Les gardes leur distribuèrent les réserves. Des hommes, des femmes et même des enfants attrapaient leur bien tout sourire en nous saluant.
Je commençai aussi à donner des aliments, dont la plupart me paraissait venir d'un autre monde ( ce qui était le cas, d'ailleurs ).
Une petite fille se fraya un chemin parmi la meute et tendit les mains vers moi. Ses gros yeux marrons et ses cheveux châtains courts ne pouvaient pas laisser insensible. Elle avait une magnifique petite bouille !
Je pris un gros légume bleu de la carriole et le posai dans ses petites mains. Il était presque aussi grand qu'elle.

- S'il te plaît, lui dis-je. Déguste-le bien.
- Merci ! Me dit-elle avant de courir vers le village.

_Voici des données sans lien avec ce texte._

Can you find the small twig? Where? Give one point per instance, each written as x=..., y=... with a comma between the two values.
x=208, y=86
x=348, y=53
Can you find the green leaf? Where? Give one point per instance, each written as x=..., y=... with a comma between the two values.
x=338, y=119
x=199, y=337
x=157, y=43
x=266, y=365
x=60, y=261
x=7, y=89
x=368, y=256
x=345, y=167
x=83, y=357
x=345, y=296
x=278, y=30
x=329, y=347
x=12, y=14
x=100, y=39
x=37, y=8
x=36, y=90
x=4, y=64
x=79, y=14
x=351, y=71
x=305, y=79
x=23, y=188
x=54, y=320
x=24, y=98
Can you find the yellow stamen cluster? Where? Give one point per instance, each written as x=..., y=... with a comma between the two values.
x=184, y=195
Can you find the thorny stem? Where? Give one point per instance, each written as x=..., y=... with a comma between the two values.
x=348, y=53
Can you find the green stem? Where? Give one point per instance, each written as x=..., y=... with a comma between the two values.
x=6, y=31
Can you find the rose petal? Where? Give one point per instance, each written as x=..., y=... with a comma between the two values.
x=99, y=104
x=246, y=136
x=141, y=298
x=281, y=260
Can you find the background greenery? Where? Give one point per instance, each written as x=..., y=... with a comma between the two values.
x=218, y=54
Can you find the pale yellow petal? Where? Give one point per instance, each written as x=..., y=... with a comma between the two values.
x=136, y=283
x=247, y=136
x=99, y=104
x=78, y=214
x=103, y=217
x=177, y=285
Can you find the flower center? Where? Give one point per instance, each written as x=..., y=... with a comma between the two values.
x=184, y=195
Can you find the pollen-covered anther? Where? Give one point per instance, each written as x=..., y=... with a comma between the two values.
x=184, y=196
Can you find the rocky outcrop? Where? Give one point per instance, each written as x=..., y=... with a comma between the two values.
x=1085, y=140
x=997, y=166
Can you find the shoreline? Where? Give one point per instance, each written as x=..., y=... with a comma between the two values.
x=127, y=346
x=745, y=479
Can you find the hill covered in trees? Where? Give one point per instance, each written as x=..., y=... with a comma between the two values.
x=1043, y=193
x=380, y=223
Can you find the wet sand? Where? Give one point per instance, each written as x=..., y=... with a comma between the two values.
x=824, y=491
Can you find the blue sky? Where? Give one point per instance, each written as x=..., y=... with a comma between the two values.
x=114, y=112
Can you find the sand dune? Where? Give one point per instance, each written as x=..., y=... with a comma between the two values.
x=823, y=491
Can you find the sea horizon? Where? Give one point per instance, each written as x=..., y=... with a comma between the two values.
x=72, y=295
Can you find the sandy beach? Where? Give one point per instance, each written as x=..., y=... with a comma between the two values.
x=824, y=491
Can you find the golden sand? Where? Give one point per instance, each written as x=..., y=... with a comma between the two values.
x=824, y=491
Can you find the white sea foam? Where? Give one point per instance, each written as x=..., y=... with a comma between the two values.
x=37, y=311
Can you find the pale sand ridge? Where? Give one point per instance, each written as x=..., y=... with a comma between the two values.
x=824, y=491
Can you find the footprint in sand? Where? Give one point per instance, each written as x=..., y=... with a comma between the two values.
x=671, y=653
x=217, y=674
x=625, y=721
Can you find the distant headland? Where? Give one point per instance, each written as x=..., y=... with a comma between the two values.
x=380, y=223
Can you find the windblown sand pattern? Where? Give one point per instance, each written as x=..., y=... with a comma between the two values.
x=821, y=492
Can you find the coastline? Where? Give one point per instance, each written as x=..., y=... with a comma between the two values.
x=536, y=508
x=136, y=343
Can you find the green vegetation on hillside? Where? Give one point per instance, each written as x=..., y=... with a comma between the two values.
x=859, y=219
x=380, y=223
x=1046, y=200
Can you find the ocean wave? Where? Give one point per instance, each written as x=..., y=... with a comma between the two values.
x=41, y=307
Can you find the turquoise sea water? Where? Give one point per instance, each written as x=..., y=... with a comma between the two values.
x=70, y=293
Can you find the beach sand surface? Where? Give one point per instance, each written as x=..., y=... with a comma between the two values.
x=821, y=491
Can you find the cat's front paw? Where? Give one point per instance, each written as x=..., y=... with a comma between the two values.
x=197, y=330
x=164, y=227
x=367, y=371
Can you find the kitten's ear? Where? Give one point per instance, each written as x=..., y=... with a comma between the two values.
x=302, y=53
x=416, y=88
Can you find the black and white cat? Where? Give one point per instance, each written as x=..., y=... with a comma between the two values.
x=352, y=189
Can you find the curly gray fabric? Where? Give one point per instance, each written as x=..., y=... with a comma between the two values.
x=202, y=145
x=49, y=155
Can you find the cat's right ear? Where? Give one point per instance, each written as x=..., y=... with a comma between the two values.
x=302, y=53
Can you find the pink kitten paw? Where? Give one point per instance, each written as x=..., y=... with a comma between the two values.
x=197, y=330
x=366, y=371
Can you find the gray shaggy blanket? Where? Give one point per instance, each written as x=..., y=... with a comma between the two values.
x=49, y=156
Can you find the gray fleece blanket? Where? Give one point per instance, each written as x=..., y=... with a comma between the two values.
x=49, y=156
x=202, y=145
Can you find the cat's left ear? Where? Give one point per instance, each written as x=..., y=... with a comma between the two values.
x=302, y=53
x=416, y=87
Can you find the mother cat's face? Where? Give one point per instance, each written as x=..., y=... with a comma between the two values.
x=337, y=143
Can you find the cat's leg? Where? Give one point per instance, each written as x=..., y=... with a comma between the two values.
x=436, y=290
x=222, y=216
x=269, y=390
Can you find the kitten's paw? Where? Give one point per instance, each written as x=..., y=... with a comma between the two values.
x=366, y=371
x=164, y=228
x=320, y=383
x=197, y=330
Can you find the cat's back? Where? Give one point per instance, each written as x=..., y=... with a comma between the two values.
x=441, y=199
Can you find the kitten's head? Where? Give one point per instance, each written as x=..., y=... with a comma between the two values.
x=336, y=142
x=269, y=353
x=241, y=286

Après ça, nous nourrîmes les corneux puis laissâmes les charrettes pour promener à travers Boison. Le doyen se trouvait être notre guide. C'était un homme d'une soixantaine d'années, qui paraissait bon et cultivé.
Les maisons que nous parcourions vite fait, jamais à côté l'une de l'autre, comme si on les avait placées au hasard dans le village, étaient faites d'une sorte de torchis avec un toit en paille épaisse.

Les habitants, eux, semblaient être des gens simples et généreux. Ils se baladaient en nous saluant chaleureusement, des enfants passèrent devant nous en courant, jouant et riant. Leur bonheur me fit sourire bêtement tandis que je les regardais. Ils me rappelaient Thomas et moi.
Jusque là, je ne voyais aucun dommage causé par les gobelins.
Pourtant, le doyen nous informa que cinq personnes avaient perdu la vie suite à l'incendie et qu'une vingtaine de blessés souffraient au moment même dans l'auberge. C'était plus grave que ce que j'imaginais.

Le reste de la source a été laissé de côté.